Malcolm X: A Life of Reinvention is the result of more than two decades of scholarship.

He also scoured the Haley archives to reconstruct the “authorial tensions” between Haley and Malcolm X, said Garrett Felber, who got his master’s at Columbia (GSAS’09) and worked on the project. In the end, Marable concluded that the autobiography, released nine months after the assassination, was a “brilliant literary work,” but one that distorted the complex truth about Malcolm X’s evolving beliefs.

Haley, a liberal Republican, had wanted to depict Malcolm X as firmly within the mainstream civil rights tradition, Marable said. And Malcolm X embellished aspects of his own life story, exaggerating “short-lived” criminal exploits to show that redemption was possible through the Nation of Islam.

The book, which offers startling new details about Malcolm X’s life and legacy, is based on extensive interviews with close associates of Malcolm X, including Nation of Islam leader Louis Farrakhan and a former New York City police detective, Gerry Fulcher, in charge of wiretapping Malcolm X.

That Marable was able to talk to so many figures around Malcolm X who had never spoken publicly before was a testament to his reputation, said his wife and longtime collaborator, Leith Mullings, Distinguished Professor of Anthropology at the City University of New York Graduate Center.

“He was just so well respected that people came to him,” she said. “It was clear to everyone that Manning had a great deal of integrity. They understood that he was a historian and first and foremost was going to tell the history as he understood it based on the evidence currently available.”

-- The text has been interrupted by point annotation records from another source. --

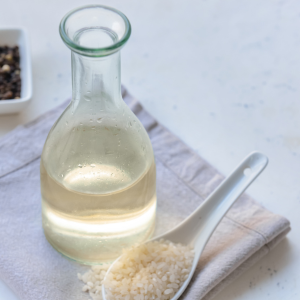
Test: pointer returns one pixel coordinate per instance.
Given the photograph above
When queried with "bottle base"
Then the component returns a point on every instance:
(96, 242)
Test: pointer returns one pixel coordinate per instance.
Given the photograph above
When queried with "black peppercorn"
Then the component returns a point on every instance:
(10, 80)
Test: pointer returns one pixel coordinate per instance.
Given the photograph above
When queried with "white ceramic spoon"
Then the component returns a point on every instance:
(199, 226)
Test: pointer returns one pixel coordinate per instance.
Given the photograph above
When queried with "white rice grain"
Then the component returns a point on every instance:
(154, 270)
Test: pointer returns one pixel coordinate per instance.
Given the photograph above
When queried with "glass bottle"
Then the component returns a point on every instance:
(98, 176)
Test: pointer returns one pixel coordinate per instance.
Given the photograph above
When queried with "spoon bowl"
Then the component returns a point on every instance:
(199, 226)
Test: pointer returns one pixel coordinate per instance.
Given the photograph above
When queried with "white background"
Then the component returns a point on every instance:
(223, 75)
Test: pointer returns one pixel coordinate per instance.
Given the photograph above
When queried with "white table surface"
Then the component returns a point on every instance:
(224, 76)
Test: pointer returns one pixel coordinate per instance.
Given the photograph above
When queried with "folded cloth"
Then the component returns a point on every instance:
(34, 270)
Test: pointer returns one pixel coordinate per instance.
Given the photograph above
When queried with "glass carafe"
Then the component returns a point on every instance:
(97, 168)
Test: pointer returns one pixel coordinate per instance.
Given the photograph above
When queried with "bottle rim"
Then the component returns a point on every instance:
(94, 52)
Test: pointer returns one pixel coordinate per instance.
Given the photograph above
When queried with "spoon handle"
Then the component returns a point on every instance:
(199, 226)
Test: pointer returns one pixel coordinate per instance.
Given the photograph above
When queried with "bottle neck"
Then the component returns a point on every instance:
(96, 81)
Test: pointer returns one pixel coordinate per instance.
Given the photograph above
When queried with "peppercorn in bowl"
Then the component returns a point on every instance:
(15, 71)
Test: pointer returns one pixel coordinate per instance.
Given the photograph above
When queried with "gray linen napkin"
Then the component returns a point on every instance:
(34, 270)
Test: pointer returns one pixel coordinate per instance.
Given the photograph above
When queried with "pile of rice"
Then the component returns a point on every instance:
(154, 270)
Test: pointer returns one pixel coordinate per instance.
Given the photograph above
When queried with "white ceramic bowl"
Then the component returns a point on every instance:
(13, 37)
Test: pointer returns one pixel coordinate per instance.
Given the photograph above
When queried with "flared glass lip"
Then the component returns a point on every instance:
(96, 52)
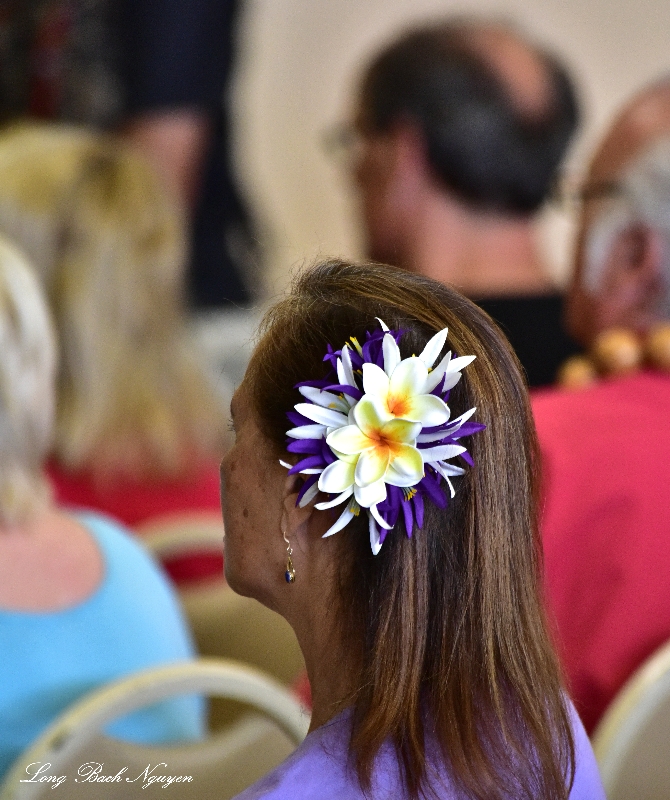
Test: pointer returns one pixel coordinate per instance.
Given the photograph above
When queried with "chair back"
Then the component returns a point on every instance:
(216, 769)
(632, 741)
(224, 624)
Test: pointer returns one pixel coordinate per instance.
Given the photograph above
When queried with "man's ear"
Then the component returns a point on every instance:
(634, 275)
(410, 157)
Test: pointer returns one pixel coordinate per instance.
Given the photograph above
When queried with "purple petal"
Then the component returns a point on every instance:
(468, 428)
(467, 458)
(305, 446)
(326, 452)
(310, 480)
(432, 488)
(418, 509)
(409, 517)
(307, 463)
(344, 389)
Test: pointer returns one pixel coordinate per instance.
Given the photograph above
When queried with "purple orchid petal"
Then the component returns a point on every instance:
(418, 509)
(344, 389)
(326, 453)
(468, 428)
(305, 446)
(432, 488)
(313, 462)
(409, 517)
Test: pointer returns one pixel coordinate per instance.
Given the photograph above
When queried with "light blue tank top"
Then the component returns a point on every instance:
(131, 622)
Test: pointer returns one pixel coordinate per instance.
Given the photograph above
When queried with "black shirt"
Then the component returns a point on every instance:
(534, 326)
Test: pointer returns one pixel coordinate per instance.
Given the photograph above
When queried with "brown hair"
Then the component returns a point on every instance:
(449, 625)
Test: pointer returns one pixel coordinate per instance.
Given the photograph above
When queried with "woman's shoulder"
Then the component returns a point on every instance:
(587, 784)
(318, 768)
(321, 767)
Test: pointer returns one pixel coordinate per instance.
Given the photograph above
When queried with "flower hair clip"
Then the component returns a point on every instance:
(376, 433)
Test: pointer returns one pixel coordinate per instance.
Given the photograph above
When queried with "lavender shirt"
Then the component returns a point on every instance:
(318, 770)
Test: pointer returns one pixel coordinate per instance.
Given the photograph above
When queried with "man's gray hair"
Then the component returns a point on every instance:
(641, 196)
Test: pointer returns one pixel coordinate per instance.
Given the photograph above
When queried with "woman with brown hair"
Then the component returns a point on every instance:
(420, 619)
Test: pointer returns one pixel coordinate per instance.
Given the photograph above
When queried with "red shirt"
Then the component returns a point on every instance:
(606, 529)
(136, 503)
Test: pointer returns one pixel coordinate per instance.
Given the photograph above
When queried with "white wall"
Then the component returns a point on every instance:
(299, 63)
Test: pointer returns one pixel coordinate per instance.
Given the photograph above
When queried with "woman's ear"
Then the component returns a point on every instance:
(294, 518)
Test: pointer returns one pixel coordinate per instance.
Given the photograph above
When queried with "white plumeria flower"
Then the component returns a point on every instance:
(375, 450)
(375, 439)
(404, 386)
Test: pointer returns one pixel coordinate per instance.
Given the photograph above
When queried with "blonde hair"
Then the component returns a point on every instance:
(109, 246)
(27, 367)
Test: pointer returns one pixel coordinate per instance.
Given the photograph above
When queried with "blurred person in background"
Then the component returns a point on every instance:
(158, 71)
(606, 522)
(461, 128)
(138, 430)
(81, 603)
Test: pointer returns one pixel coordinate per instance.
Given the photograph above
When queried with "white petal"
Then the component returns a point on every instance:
(408, 379)
(437, 374)
(307, 432)
(370, 414)
(460, 363)
(325, 399)
(344, 519)
(432, 437)
(337, 477)
(447, 469)
(395, 478)
(375, 544)
(367, 496)
(324, 416)
(428, 409)
(371, 465)
(441, 452)
(455, 424)
(349, 439)
(375, 381)
(339, 499)
(433, 349)
(391, 354)
(378, 517)
(309, 495)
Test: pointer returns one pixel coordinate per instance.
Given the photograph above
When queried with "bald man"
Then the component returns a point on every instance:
(462, 127)
(606, 449)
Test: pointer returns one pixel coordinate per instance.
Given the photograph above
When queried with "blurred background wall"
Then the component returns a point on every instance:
(299, 63)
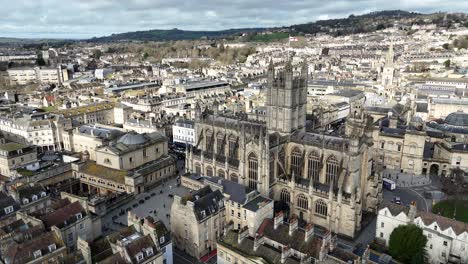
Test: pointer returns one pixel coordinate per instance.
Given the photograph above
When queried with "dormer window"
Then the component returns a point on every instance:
(37, 254)
(9, 209)
(139, 257)
(52, 247)
(149, 252)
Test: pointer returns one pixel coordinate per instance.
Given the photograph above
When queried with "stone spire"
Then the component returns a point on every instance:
(390, 56)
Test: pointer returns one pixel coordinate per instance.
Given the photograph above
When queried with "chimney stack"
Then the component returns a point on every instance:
(284, 254)
(258, 241)
(242, 234)
(412, 212)
(292, 225)
(278, 220)
(309, 232)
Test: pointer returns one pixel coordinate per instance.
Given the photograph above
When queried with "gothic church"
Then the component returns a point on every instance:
(327, 180)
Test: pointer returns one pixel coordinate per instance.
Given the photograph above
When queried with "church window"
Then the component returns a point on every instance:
(209, 172)
(296, 162)
(220, 144)
(302, 202)
(332, 170)
(321, 208)
(272, 167)
(313, 166)
(209, 141)
(232, 147)
(285, 196)
(253, 171)
(234, 177)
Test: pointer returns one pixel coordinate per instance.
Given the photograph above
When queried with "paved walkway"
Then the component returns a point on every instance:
(406, 179)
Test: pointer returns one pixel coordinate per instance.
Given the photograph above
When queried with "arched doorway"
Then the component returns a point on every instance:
(434, 169)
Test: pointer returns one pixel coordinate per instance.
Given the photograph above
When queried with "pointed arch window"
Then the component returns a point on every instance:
(285, 196)
(302, 202)
(253, 171)
(332, 170)
(313, 166)
(296, 162)
(321, 208)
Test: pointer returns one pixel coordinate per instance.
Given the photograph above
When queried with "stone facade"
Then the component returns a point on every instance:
(327, 180)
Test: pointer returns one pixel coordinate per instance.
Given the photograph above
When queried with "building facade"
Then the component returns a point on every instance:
(328, 180)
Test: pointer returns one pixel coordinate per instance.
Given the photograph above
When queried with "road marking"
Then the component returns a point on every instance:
(182, 257)
(425, 202)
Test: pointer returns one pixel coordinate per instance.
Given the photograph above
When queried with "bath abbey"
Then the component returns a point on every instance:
(326, 179)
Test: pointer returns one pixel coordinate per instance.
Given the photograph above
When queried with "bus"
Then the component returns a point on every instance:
(389, 184)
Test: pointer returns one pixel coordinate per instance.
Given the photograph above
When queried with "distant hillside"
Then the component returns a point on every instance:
(342, 26)
(173, 34)
(355, 24)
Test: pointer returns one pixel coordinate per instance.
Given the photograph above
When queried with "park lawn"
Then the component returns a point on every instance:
(447, 208)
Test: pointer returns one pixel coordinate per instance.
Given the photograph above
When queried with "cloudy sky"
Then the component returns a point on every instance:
(88, 18)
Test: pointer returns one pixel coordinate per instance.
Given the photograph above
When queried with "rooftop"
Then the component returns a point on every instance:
(91, 168)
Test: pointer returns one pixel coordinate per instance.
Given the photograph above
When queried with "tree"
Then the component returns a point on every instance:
(97, 54)
(407, 244)
(447, 63)
(40, 61)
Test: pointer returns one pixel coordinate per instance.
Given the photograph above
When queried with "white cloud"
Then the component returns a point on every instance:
(88, 18)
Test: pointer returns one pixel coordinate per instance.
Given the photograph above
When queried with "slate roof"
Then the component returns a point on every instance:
(271, 255)
(132, 141)
(24, 252)
(394, 208)
(237, 192)
(138, 245)
(208, 202)
(91, 168)
(295, 241)
(422, 107)
(99, 132)
(457, 119)
(27, 191)
(113, 259)
(6, 201)
(257, 203)
(63, 216)
(443, 222)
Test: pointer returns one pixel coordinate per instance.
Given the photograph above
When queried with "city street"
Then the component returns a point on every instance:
(156, 202)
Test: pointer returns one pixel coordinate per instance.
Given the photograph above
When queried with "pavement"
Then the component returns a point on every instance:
(155, 202)
(407, 195)
(407, 179)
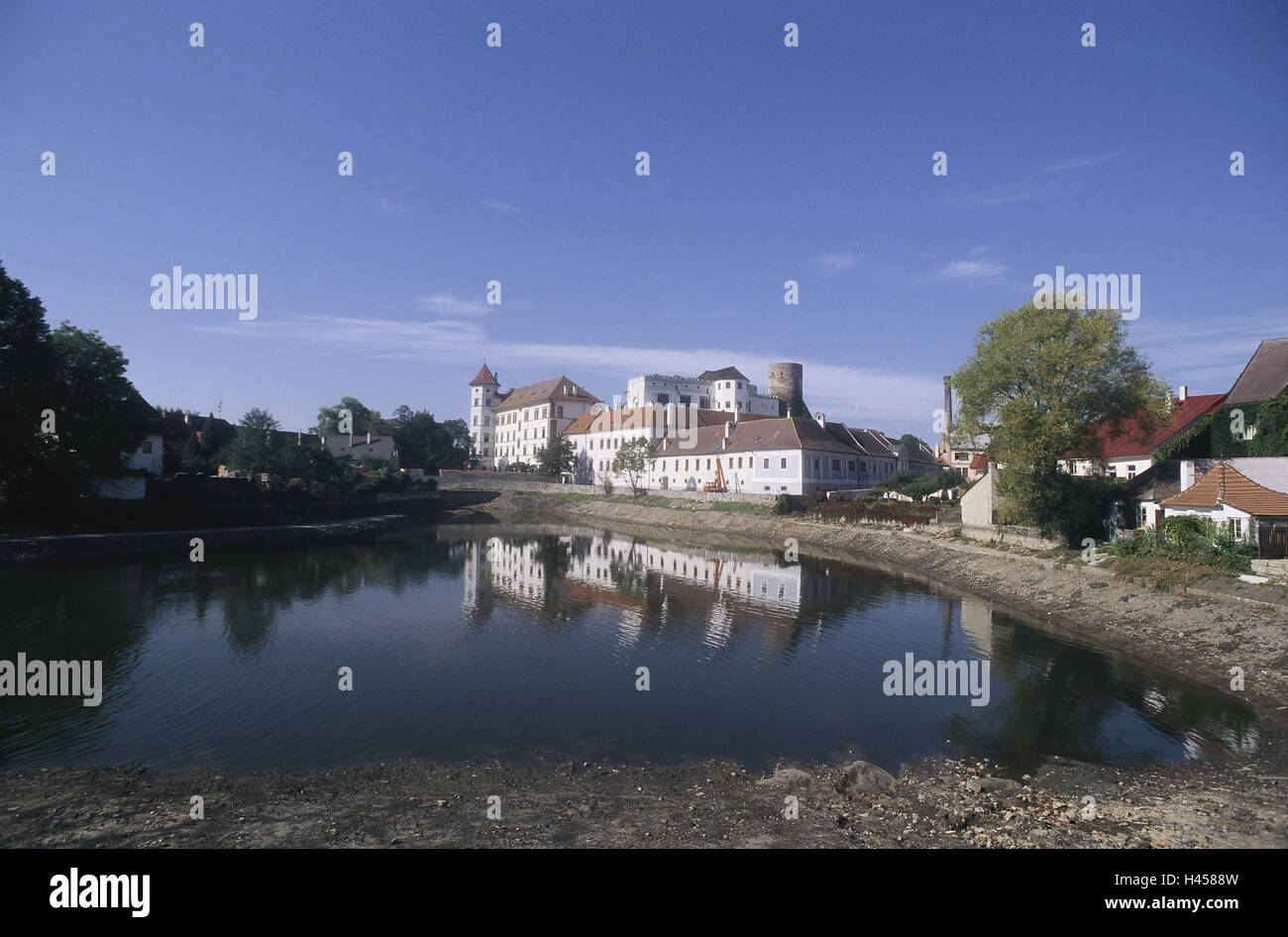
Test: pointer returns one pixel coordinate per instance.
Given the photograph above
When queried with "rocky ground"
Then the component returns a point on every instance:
(932, 803)
(1232, 802)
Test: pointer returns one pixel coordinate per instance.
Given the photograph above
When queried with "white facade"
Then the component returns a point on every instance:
(149, 456)
(482, 418)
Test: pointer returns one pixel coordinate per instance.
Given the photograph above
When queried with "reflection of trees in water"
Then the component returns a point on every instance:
(71, 615)
(1061, 695)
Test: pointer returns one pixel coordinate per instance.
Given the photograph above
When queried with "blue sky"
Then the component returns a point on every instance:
(516, 163)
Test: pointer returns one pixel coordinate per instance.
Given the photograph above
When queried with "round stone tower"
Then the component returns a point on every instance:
(786, 381)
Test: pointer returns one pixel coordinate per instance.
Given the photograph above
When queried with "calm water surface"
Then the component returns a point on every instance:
(502, 643)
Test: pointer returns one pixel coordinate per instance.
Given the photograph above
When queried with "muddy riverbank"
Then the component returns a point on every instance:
(1232, 800)
(934, 803)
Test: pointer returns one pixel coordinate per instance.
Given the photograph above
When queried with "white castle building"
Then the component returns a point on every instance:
(763, 444)
(510, 426)
(726, 389)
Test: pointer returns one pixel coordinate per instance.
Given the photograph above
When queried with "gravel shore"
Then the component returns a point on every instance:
(1239, 800)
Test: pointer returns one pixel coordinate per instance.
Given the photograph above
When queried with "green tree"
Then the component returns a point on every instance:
(631, 461)
(256, 448)
(557, 456)
(76, 378)
(365, 420)
(1038, 383)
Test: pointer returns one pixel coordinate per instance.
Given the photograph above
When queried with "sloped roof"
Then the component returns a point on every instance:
(1227, 484)
(1163, 479)
(378, 447)
(554, 389)
(1265, 373)
(1131, 441)
(729, 373)
(642, 417)
(871, 442)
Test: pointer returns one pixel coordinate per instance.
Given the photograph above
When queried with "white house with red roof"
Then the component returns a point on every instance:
(513, 425)
(1129, 451)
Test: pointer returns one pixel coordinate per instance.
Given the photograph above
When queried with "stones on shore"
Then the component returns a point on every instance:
(863, 778)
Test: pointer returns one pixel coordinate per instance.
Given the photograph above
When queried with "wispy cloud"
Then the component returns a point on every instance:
(1085, 161)
(974, 270)
(893, 400)
(389, 206)
(1008, 193)
(452, 306)
(835, 262)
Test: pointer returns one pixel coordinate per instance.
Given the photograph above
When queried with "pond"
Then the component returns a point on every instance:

Source materials for the book include FBI files, New York Police Department interviews with witnesses at the Audubon at the time of the slaying, Malcolm X’s prison files, and recently released personal papers housed at the Schomburg Center for Research in Black Culture. Those documents include diaries from 1964, when Malcolm X was traveling around the Middle East and Africa, reaching out to Muslim groups and black leaders, and reinventing himself as a revolutionary supporting the rights of oppressed black people around the world.

Based on his research, Marable asserts that two of the three Nation of Islam members who served time for killing Malcolm X were innocent; that the gunman who fired the lethal shot was never charged and is living today in Newark, N.J.; and that the FBI and NYPD may have had advance knowledge of the plot.

“Dr. Marable believed deeply in justice,” said Felber, now a doctoral student at the University of Michigan. “His hope in writing this book was that the case would be reopened and meaningful questions would be raised about the assassination and the complicity of the government and local authorities.”

Marable was a prolific scholar who wrote or edited hundreds of books and articles. Besides serving as founding director of the IRAAS for a decade, Marable established the Center for Contemporary Black History, which publishes Souls, a quarterly academic journal of African American studies. He was also instrumental in the construction of the Web-based Malcolm X Project, which features interviews, government documents and archival footage. Mullings says that even though Marable wrote his manuscripts and email by hand, relying on secretaries to transcribe them, early on he grasped the potential of the Internet as a teaching tool.

His roots as a community activist date back to his high school days in Dayton, Ohio, when he wrote a column for a weekly black newspaper. In 1976, he started “Along the Color Line,” a column of progressive political commentary distributed free to black media and later, online. A self-described democratic socialist, he spoke frequently on behalf of labor, civil rights and social justice organizations, and lectured in a master’s degree program for prisoners at Sing Sing Correctional Facility in Ossining, N.Y.

Marable dedicated the Malcolm X book to his wife, calling Mullings his “constant companion and intellectual compass.” “This work is hers,” he wrote. In addition to his wife, Marable is survived by three children and two step-children. There will be a public memorial service for Marable at 5:30 p.m. on May 26 at the Roone Arledge Auditorium in Lerner Hall.